Her art collection grew to 39 works produced by local artists, believed to be the largest private collection of “sugar art.”
Rockwell had plans to keep the artwork in her house for as long as she lived there but said that, in order to ensure the collection would end up in good hands one day, she would eventually donate it to the University of Hawaiʻi Maui College.
However, shortly after the Aug. 8 wildfires devastated Lahaina, a series of subsequent fires continued to burn near her home. The fear of losing her work finally convinced Rockwell to permanently move the collection to UH Maui College.
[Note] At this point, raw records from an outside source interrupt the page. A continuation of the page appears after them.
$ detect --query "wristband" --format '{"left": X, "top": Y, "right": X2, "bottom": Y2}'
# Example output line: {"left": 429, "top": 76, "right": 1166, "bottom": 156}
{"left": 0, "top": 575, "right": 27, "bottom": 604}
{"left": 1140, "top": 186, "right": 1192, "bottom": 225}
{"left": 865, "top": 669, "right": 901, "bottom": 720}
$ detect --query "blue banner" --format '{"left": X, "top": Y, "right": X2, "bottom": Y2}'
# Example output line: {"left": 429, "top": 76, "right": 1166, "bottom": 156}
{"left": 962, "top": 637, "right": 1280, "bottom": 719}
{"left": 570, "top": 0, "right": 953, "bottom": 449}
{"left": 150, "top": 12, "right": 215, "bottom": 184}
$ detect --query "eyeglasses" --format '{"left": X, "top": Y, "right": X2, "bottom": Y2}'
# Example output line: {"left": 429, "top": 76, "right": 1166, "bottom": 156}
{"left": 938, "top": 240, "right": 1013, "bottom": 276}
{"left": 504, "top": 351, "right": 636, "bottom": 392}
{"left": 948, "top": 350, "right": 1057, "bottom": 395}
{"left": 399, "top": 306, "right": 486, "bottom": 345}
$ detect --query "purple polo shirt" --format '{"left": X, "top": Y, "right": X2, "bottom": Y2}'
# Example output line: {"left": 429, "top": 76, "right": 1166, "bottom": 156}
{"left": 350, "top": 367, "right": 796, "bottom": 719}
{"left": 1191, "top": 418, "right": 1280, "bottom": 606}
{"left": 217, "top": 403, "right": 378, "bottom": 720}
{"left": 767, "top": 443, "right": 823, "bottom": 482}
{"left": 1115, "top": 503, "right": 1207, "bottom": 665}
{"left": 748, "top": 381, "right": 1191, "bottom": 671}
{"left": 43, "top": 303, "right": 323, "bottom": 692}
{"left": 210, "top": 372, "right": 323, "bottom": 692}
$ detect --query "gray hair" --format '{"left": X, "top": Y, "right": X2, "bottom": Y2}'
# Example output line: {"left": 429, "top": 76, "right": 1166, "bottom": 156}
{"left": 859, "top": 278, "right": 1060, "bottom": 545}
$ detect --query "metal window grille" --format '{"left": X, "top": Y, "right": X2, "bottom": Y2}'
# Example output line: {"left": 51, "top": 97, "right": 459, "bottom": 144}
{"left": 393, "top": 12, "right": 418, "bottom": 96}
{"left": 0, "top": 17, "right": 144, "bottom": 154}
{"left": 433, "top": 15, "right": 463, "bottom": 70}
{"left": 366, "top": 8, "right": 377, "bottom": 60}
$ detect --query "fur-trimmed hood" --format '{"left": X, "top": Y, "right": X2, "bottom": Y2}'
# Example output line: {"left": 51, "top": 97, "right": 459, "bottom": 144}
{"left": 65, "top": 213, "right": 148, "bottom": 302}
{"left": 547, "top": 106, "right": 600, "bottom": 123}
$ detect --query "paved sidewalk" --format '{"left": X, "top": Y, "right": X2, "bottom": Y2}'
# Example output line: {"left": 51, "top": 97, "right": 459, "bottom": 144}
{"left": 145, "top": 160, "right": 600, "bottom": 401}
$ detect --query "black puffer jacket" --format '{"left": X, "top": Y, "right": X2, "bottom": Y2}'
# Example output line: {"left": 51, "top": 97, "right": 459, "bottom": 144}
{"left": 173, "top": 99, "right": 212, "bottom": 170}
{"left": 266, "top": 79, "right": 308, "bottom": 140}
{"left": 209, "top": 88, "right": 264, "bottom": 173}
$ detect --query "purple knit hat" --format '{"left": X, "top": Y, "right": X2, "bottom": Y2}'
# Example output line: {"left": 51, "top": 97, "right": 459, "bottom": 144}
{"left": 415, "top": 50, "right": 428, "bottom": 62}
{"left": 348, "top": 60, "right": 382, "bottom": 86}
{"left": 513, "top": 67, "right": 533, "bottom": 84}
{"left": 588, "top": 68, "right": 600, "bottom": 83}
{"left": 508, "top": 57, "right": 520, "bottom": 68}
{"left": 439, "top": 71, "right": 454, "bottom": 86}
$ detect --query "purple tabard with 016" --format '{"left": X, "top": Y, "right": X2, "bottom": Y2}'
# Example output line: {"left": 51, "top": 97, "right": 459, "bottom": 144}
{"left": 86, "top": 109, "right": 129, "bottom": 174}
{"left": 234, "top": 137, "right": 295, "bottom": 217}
“Now that it’s finally home in its permanent place, it’s just a thrill to me,” she said. “I haven’t been over to see it yet, but I will, and it will be sad in some ways. But if that’s the best place for it, that’s where it belongs.”
The art collection is now on display at the college's Pā‘ina Building. Some pastel paintings are 8 by 10 inches, while others are 4 by 5 feet.
Jocelyn Romero Demirbag, the director of development from Maui at the UH Foundation, said the artworks are impactful. Her father was a doctor who cared for many plantation workers.
“All of my friends, somehow, they were connected to the plantation at some point,” Demirbag said. “It was what surrounded us growing up in Maui as a kid.”
She said a painting in the collection shows a part of her neighborhood, detailing the bus stop and a truck with workers sitting in it.
Rockwell said the paintings are there for generations to view.
In the aftermath of donating her art collection, her walls were bare. Rockwell reminded herself that she was an art collector and moved some of her other paintings of Lahaina before the fire from part of her home to the living room.
“In the living room, you see things that people remember, but they’re not there anymore,” she said.